BT: What kind of returns do you think the market may deliver in the next 5 years?
Raunak Onkar: This is very hard to predict. Factors like interest rate hikes, inflation, overall global investment outlook, and ability to scale businesses need to be favourable or stable to generate a good return over the long term.
BT: Which themes may deliver solid alpha in the next round of rally? Why?
Raunak Onkar: Alpha is hard to predict in advance. However, some sectors do look attractive from a valuation and opportunity perspective. Private sector banking, global technology services, automotive and transportation, and healthcare are some good areas where many good businesses operate at scale and have a diversified profits base.
BT: Can you throw some light on your investment strategy?
Raunak Onkar: We invest with a long-term outlook. Our portfolio turnover for our equity schemes (Parag Parikh Flexicap Fund and Parag Parikh Tax Saver Fund) demonstrates that. We also encourage our investors to have a long-term outlook of at least five years. We look for businesses with a good operating history, businesses where there is a good chance of making good profits over a long period and businesses which are run by honest and competent managers who also look after the interests of their smaller (minority) investors.
We also try to find businesses outside India which share the same characteristics as mentioned to provide some diversification from country-specific risk. If we are successful in finding such businesses with such characteristics, then we wait for them to be available at a reasonable price and not chase them if they are very expensive.
BT: What should be the right asset allocation strategy for the next five years?

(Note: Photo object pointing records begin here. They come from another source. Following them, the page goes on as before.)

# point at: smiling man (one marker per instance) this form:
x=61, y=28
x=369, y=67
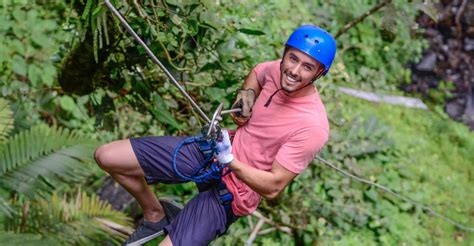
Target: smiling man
x=281, y=131
x=282, y=126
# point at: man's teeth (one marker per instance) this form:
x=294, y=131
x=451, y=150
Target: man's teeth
x=290, y=79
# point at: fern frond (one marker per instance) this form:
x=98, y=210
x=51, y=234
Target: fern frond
x=42, y=157
x=5, y=208
x=77, y=219
x=26, y=239
x=6, y=119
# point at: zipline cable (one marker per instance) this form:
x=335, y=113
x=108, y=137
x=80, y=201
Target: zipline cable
x=388, y=190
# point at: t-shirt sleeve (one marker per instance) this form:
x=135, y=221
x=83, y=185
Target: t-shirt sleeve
x=261, y=70
x=301, y=148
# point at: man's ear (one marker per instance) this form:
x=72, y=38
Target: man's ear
x=319, y=74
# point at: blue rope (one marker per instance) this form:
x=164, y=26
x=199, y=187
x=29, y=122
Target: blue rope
x=208, y=172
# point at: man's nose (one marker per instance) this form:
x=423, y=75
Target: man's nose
x=294, y=70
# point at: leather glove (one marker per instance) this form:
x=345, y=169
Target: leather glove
x=245, y=100
x=224, y=149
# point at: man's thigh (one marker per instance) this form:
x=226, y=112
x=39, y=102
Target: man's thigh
x=155, y=156
x=201, y=221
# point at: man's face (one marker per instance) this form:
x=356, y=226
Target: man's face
x=298, y=70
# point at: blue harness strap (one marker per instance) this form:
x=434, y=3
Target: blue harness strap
x=226, y=198
x=209, y=174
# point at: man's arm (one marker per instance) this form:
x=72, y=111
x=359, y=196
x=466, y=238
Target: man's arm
x=250, y=82
x=266, y=183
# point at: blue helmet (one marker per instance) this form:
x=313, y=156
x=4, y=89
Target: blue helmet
x=315, y=42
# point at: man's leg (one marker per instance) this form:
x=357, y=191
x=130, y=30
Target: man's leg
x=118, y=159
x=201, y=221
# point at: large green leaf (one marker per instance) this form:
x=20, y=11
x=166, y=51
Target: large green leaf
x=44, y=159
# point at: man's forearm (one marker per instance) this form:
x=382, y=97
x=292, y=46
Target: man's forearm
x=264, y=183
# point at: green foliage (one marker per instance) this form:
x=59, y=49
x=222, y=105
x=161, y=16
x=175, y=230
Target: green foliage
x=6, y=119
x=69, y=219
x=44, y=159
x=210, y=47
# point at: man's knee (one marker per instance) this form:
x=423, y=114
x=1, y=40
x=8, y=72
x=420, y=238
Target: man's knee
x=103, y=155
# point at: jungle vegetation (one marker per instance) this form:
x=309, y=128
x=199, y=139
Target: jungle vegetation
x=71, y=78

Raunak Onkar: Asset allocation is a very individual choice. Investors must study their own life goals, risk-taking ability and also the pattern of expenses to determine how much debt, equity or any other asset class needs to be in their portfolio. If investors are unable to do this exercise themselves, they can also avail the services of a financial advisor to help them think through the details. This process helps in automatically aligning asset allocation to life goals and can be periodically rebalanced based on market valuations.
BT: By when do you think foreign institutional investors will come back to India?
Raunak Onkar: Foreign Institutional Investors have been a big part of Indian stock markets and they continue to remain invested. Inflows and outflows from these institutions will be a routine part of how markets operate just like our domestic institutional investors.
BT: How much cash PPFAS equity schemes are holding right now?
Raunak Onkar: As per our June 2022 factsheet we hold around 6.5 per cent in cash in the Parag Parikh Flexicap Fund and around 13.7 per cent cash in our Parag Parikh Tax Saver Fund.
BT: Which are the top sectors in which PPFAS has maximum exposure? Why?
Raunak Onkar: We have exposure in themes like global technology and services because there is a long runway for technology services, cloud adoption and digital advertising. Valuations are also reasonable in this space. We also have exposure in private sector banks and fee-based market intermediaries. We also like cash generating businesses with good growth opportunities in the consumer and healthcare segments.